I’m not sure if it’s a good thing that the most stressful events of the week have involved answering my eye doctor’s queries about whether one lens combination was better than the other. “Better one . . . or better two?” Over and over, lenses flipping back and forth until the choices looked identical and my eyes could hardly focus anymore. Is my life too easy because I find stress in answering correctly, or am I too stressed out as it is that this little event is just adding to the stress?

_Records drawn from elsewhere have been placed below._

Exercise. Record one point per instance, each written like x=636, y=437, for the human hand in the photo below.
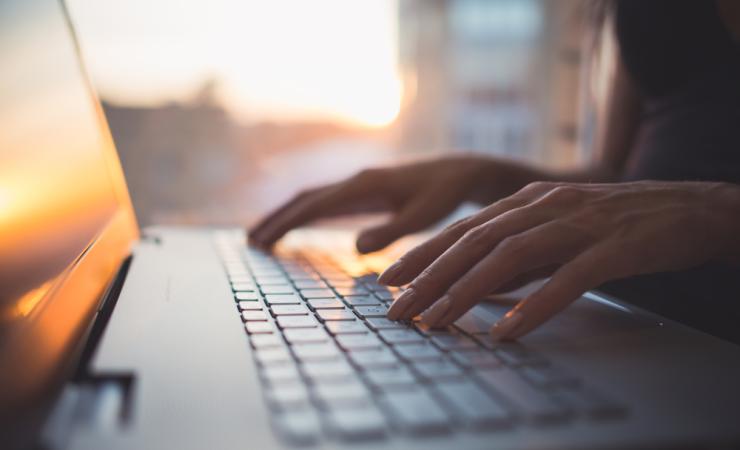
x=418, y=195
x=581, y=235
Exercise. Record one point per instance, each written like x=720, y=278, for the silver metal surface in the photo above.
x=176, y=328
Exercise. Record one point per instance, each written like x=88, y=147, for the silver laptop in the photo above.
x=165, y=338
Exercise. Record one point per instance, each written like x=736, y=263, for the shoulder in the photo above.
x=729, y=11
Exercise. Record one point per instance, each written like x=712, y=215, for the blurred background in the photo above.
x=222, y=109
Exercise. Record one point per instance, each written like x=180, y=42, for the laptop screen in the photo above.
x=66, y=223
x=56, y=192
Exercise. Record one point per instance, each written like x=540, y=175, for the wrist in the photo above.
x=725, y=200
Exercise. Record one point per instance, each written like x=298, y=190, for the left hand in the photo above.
x=581, y=235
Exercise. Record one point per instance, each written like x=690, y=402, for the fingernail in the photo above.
x=401, y=304
x=506, y=325
x=365, y=243
x=391, y=273
x=437, y=311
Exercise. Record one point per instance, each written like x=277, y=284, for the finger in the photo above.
x=410, y=265
x=539, y=247
x=460, y=258
x=524, y=279
x=420, y=212
x=588, y=270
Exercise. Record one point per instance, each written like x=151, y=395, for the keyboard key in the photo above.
x=381, y=323
x=418, y=352
x=390, y=377
x=250, y=306
x=271, y=280
x=352, y=290
x=358, y=341
x=335, y=277
x=548, y=377
x=259, y=327
x=344, y=327
x=357, y=424
x=473, y=405
x=384, y=295
x=406, y=336
x=286, y=373
x=476, y=359
x=268, y=271
x=243, y=287
x=298, y=427
x=287, y=396
x=266, y=341
x=335, y=314
x=247, y=296
x=416, y=412
x=278, y=289
x=249, y=316
x=316, y=352
x=325, y=303
x=273, y=356
x=302, y=275
x=310, y=284
x=240, y=279
x=374, y=358
x=371, y=311
x=334, y=394
x=328, y=370
x=450, y=342
x=305, y=335
x=317, y=293
x=283, y=299
x=437, y=370
x=517, y=355
x=361, y=300
x=532, y=404
x=289, y=310
x=342, y=283
x=297, y=322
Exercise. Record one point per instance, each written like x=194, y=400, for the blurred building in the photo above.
x=177, y=157
x=492, y=76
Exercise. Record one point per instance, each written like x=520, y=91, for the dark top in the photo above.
x=686, y=65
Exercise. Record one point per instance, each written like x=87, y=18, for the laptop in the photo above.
x=119, y=338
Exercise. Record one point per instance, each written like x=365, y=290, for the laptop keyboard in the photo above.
x=334, y=367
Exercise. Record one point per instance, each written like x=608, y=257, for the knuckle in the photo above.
x=475, y=236
x=564, y=194
x=538, y=186
x=459, y=227
x=424, y=282
x=512, y=246
x=365, y=175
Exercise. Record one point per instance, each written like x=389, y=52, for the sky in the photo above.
x=274, y=60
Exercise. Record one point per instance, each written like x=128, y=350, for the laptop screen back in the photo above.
x=61, y=188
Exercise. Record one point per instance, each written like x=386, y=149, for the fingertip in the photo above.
x=503, y=329
x=366, y=244
x=391, y=273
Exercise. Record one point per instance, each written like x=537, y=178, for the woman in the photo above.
x=672, y=114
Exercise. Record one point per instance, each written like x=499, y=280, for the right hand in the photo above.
x=418, y=195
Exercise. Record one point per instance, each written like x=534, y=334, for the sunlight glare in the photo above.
x=275, y=60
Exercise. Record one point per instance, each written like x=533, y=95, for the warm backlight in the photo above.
x=276, y=60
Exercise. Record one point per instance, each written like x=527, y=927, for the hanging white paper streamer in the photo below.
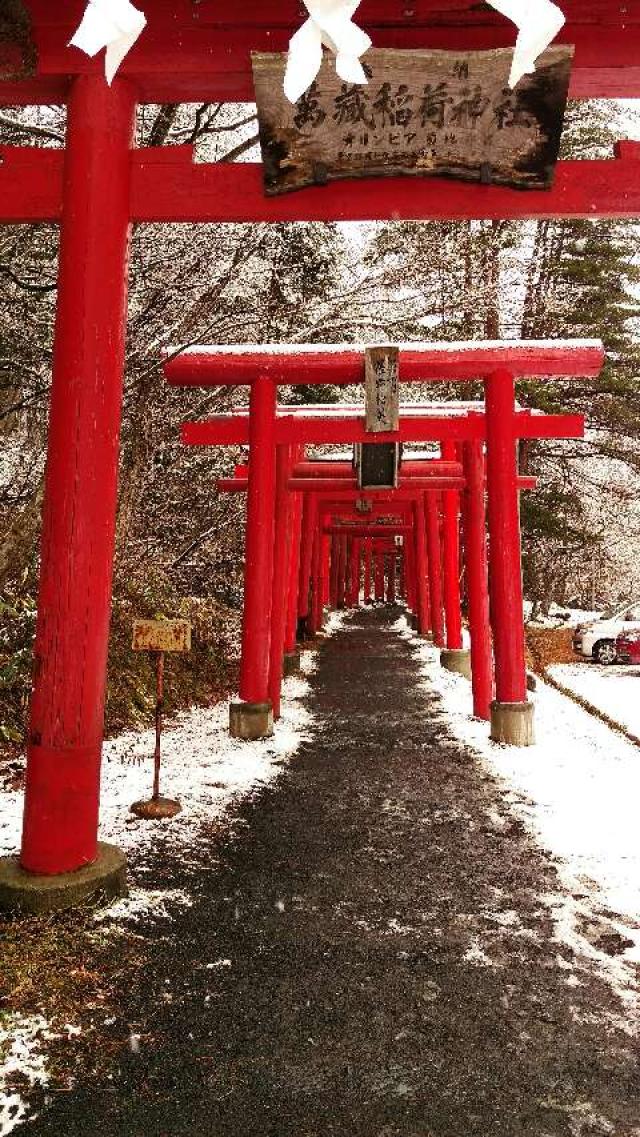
x=110, y=24
x=538, y=23
x=330, y=23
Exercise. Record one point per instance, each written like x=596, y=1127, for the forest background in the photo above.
x=180, y=545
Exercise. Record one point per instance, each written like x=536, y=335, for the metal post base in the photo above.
x=250, y=721
x=34, y=894
x=290, y=663
x=456, y=660
x=513, y=723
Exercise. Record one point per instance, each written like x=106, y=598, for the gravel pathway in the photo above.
x=368, y=954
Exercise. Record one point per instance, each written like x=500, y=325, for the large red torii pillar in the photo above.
x=164, y=185
x=65, y=735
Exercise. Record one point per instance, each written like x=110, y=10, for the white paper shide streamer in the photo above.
x=538, y=23
x=330, y=24
x=110, y=24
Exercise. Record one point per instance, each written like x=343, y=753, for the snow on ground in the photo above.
x=21, y=1054
x=208, y=772
x=614, y=690
x=23, y=1057
x=576, y=790
x=201, y=766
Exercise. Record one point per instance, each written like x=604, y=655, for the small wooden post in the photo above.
x=158, y=637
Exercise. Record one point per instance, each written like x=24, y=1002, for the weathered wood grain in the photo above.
x=161, y=636
x=422, y=113
x=382, y=389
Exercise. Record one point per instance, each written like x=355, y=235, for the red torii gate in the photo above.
x=274, y=436
x=96, y=189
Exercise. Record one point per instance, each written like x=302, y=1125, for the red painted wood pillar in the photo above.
x=505, y=575
x=325, y=567
x=434, y=554
x=367, y=570
x=294, y=557
x=316, y=588
x=280, y=575
x=79, y=513
x=379, y=578
x=410, y=564
x=309, y=521
x=354, y=573
x=341, y=571
x=391, y=580
x=451, y=557
x=333, y=572
x=259, y=544
x=476, y=579
x=421, y=569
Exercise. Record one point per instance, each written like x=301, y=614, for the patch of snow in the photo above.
x=615, y=690
x=476, y=955
x=21, y=1055
x=202, y=766
x=144, y=902
x=576, y=791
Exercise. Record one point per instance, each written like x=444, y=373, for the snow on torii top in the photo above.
x=209, y=365
x=117, y=24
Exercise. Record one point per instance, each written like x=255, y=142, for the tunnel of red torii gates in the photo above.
x=322, y=532
x=98, y=187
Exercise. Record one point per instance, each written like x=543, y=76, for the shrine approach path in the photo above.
x=381, y=960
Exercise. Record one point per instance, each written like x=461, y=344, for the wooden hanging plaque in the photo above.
x=382, y=391
x=422, y=113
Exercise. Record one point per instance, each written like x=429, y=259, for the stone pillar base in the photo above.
x=456, y=660
x=290, y=663
x=34, y=894
x=513, y=723
x=250, y=721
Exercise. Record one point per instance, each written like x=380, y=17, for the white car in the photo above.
x=597, y=640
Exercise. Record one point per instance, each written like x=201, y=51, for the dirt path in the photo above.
x=368, y=956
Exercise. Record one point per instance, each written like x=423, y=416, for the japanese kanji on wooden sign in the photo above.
x=382, y=390
x=422, y=113
x=161, y=636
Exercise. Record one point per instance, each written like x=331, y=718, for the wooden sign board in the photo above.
x=422, y=113
x=377, y=465
x=161, y=636
x=382, y=389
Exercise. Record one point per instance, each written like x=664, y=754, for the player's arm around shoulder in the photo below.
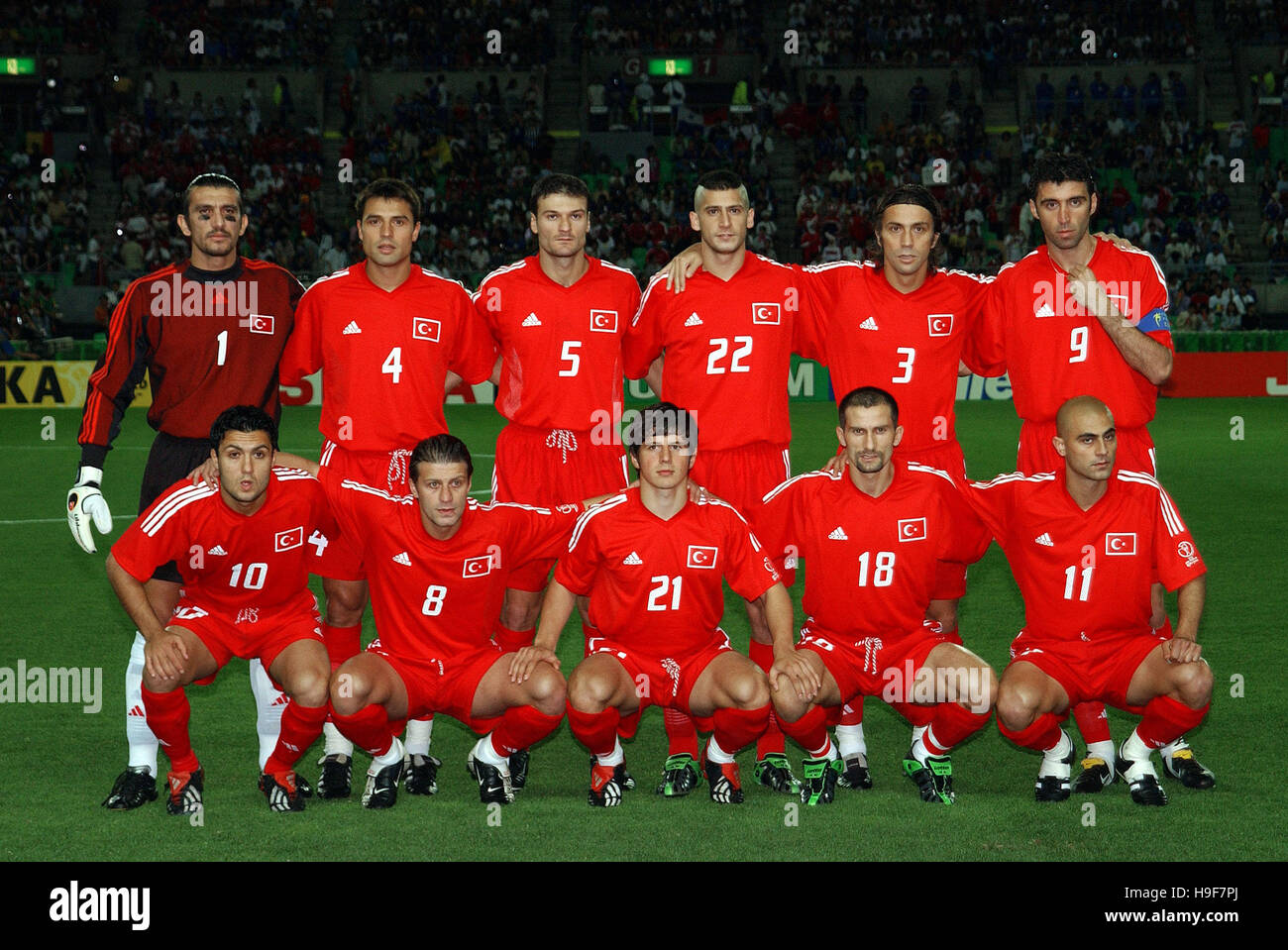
x=1184, y=648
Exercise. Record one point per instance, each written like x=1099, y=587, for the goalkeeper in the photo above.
x=209, y=332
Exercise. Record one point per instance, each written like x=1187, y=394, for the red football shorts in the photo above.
x=342, y=559
x=742, y=475
x=552, y=467
x=867, y=667
x=446, y=685
x=1037, y=454
x=253, y=633
x=1096, y=671
x=665, y=682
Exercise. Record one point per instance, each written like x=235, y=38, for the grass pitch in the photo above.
x=1224, y=461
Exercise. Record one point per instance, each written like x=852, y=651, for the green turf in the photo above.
x=59, y=762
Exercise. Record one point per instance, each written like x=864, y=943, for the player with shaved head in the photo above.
x=1085, y=545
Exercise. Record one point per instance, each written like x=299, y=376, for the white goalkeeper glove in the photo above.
x=86, y=503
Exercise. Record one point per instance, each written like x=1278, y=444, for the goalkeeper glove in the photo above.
x=86, y=503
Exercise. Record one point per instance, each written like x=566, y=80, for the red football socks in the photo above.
x=737, y=727
x=1093, y=722
x=682, y=739
x=951, y=725
x=1042, y=733
x=809, y=730
x=369, y=729
x=301, y=725
x=167, y=718
x=596, y=731
x=1164, y=720
x=520, y=726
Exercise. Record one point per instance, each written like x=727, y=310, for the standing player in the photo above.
x=897, y=322
x=876, y=536
x=209, y=332
x=558, y=319
x=900, y=322
x=1085, y=545
x=385, y=336
x=652, y=564
x=245, y=549
x=728, y=343
x=438, y=562
x=1083, y=316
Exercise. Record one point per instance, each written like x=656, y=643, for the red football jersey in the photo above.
x=656, y=584
x=872, y=562
x=1054, y=351
x=434, y=598
x=230, y=562
x=207, y=340
x=868, y=334
x=1087, y=573
x=561, y=347
x=728, y=349
x=385, y=355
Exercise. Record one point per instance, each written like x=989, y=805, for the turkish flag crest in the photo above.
x=912, y=529
x=940, y=323
x=1120, y=542
x=425, y=329
x=702, y=557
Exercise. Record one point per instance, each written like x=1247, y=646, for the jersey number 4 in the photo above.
x=393, y=364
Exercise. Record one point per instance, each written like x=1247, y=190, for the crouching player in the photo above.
x=437, y=563
x=652, y=563
x=875, y=537
x=244, y=551
x=1083, y=544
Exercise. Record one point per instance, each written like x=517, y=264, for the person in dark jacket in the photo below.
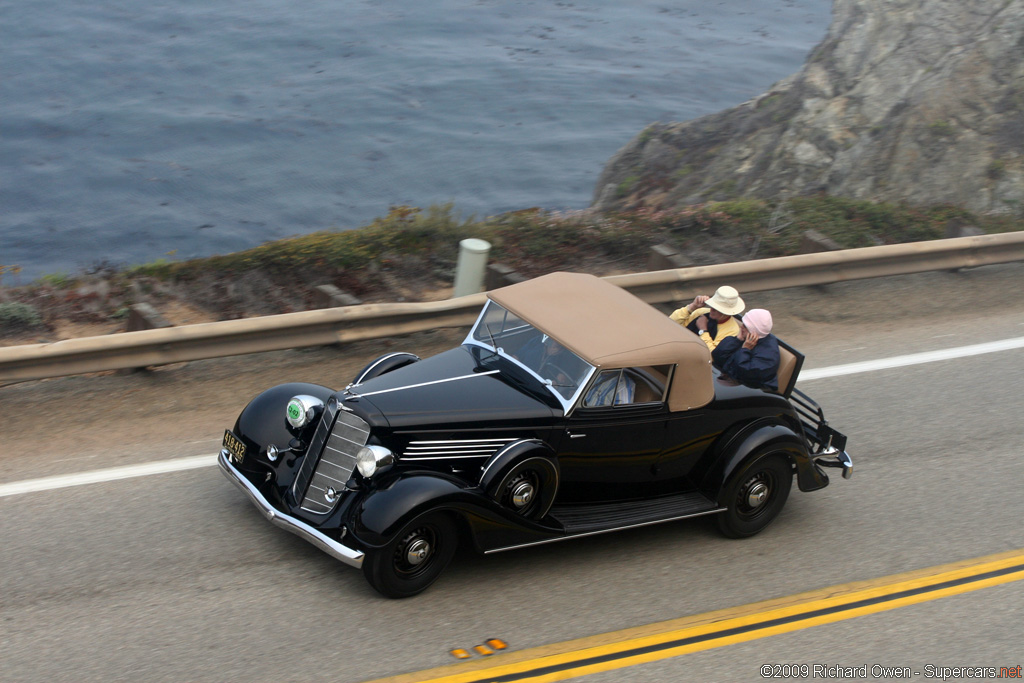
x=752, y=356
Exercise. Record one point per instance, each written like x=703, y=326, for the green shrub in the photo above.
x=16, y=316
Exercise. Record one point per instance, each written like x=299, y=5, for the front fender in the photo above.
x=760, y=436
x=383, y=511
x=263, y=420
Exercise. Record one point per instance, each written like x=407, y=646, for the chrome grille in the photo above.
x=337, y=462
x=467, y=447
x=305, y=472
x=330, y=460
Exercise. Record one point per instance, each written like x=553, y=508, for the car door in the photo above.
x=612, y=440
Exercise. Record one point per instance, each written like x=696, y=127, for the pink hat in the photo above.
x=758, y=321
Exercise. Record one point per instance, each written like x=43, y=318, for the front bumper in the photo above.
x=300, y=528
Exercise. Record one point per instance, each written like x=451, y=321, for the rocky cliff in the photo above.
x=904, y=100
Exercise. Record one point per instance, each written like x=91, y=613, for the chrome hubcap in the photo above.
x=757, y=495
x=418, y=552
x=522, y=494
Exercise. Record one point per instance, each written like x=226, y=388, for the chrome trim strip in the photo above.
x=336, y=550
x=408, y=459
x=457, y=441
x=414, y=386
x=603, y=530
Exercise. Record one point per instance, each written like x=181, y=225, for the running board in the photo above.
x=582, y=520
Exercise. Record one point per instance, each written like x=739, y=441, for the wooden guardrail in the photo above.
x=315, y=328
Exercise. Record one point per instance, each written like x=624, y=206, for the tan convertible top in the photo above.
x=609, y=328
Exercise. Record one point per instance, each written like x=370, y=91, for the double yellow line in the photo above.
x=668, y=639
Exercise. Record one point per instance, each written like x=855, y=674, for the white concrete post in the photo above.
x=471, y=267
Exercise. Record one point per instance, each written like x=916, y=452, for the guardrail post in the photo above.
x=472, y=262
x=500, y=274
x=144, y=316
x=329, y=296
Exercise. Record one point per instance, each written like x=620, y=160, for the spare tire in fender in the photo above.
x=522, y=477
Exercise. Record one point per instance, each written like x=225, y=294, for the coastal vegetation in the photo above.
x=411, y=254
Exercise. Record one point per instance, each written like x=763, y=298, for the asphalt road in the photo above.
x=176, y=578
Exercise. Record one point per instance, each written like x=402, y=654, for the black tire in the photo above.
x=415, y=558
x=755, y=495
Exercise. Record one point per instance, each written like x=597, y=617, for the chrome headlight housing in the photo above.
x=373, y=459
x=302, y=410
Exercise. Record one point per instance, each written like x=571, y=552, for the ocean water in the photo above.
x=181, y=128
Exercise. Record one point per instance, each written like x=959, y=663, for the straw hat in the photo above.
x=726, y=301
x=759, y=322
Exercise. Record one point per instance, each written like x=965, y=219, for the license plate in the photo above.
x=236, y=449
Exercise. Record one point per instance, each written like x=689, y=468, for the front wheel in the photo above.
x=415, y=558
x=755, y=496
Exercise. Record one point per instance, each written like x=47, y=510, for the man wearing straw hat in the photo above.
x=712, y=317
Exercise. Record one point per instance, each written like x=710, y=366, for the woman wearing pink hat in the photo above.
x=752, y=356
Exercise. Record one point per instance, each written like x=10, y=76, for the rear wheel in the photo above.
x=755, y=495
x=415, y=558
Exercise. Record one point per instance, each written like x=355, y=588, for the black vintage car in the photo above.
x=571, y=409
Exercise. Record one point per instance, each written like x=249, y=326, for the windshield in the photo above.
x=512, y=337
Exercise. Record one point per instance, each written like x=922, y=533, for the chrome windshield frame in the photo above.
x=566, y=402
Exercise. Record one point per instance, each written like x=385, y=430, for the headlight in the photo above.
x=373, y=459
x=302, y=410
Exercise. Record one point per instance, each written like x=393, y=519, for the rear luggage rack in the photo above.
x=827, y=446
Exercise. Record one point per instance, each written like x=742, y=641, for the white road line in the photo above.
x=179, y=464
x=910, y=359
x=109, y=474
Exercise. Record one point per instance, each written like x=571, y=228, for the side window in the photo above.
x=627, y=386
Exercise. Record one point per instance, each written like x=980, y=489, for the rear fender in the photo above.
x=757, y=437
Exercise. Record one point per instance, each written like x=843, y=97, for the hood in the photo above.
x=455, y=390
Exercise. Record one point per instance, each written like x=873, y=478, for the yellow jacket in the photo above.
x=730, y=328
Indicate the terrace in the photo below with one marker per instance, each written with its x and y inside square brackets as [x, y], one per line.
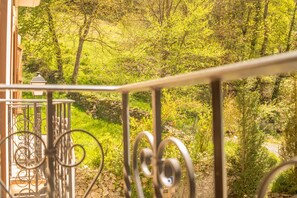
[46, 156]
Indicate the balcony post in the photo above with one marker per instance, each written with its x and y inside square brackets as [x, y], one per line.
[126, 143]
[157, 132]
[50, 147]
[218, 141]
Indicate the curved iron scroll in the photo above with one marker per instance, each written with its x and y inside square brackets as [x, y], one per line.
[169, 170]
[282, 167]
[59, 140]
[26, 158]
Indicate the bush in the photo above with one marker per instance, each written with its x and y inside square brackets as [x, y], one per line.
[286, 183]
[251, 159]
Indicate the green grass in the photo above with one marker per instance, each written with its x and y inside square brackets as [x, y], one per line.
[108, 134]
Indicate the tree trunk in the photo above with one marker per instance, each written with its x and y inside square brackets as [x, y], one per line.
[265, 40]
[85, 28]
[56, 44]
[279, 78]
[260, 85]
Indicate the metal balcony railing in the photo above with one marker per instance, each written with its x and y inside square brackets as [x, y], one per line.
[166, 173]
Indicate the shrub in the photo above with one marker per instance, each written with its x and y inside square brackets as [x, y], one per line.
[251, 159]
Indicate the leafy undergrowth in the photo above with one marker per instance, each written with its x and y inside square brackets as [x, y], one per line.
[109, 136]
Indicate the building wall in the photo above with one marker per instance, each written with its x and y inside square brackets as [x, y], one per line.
[3, 56]
[6, 63]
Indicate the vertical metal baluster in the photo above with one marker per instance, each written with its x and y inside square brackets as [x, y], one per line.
[36, 131]
[218, 140]
[50, 147]
[157, 129]
[72, 170]
[10, 109]
[126, 143]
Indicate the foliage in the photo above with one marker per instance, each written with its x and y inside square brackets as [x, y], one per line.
[251, 160]
[286, 182]
[108, 134]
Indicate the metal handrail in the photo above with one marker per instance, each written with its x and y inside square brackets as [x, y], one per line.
[270, 65]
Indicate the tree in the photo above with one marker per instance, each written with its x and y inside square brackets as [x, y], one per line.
[251, 160]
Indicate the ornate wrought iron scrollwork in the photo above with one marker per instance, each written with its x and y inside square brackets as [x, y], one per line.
[169, 170]
[69, 164]
[28, 162]
[269, 177]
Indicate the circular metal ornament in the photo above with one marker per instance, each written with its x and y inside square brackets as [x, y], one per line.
[146, 156]
[170, 172]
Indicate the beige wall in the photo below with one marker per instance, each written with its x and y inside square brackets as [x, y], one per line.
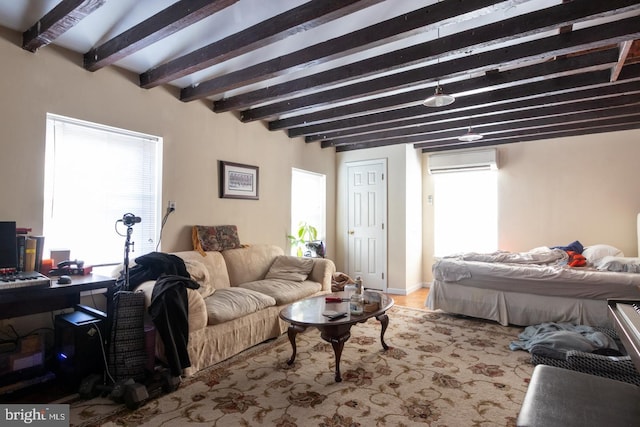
[53, 81]
[553, 192]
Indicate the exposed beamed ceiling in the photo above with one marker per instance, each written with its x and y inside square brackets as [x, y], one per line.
[352, 74]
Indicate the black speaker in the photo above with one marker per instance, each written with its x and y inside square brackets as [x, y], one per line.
[79, 345]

This has been going on for weeks now – well, okay, it’s my third visit in several weeks, only months after going through this again with a previous doctor whose “minor” mistakes upheaved the confidence I had in him – these are my eyes, afterall, not a pair of unbalanced tires or a simmering pot of rice.
“Close” just isn’t good enough when it comes to vision, and when I discoverd several months back that my eye doctor had given me completely the wrong prescription in one eye I decided it was time to move on. Granted, I apparently have “difficult” eyes, as my right eye is three times as astigmatic as my left eye, which pushes it to the limits of what contacts can compensate for. But the original good doc had me in a lens that was so far off that it forced my left eye to take over being the dominant one, resulting in splitting headaches that I was becoming increasingly certain must have been the cause of a giant, pulsing tumor in my brain. Luckily I realized I didn’t get headaches with my old, out of date glasses on. That’s how far off this lens was – scratched up, two-year old prescription lenses were clearer. The doctor I’m seeing now, however, specializes in difficult-fit situations, and he’s determined to get this right – I like his confidence and determination. If anyone can get this done right, it’s him.
A little cherry to top it all off: he has an assistant named “Bambi ,” which is made even more humorous than the name itself already is because she’s exactly not the image of what you’d think a “Bambi” would look like. Short, brunette, perfectly average looking – not the image you get of a “Bambi.” I thought maybe they were joking around the other day when he first said it, but I heard him say it again that day and once again at this morning’s appointment. No wonder she doesn’t wear a name tag.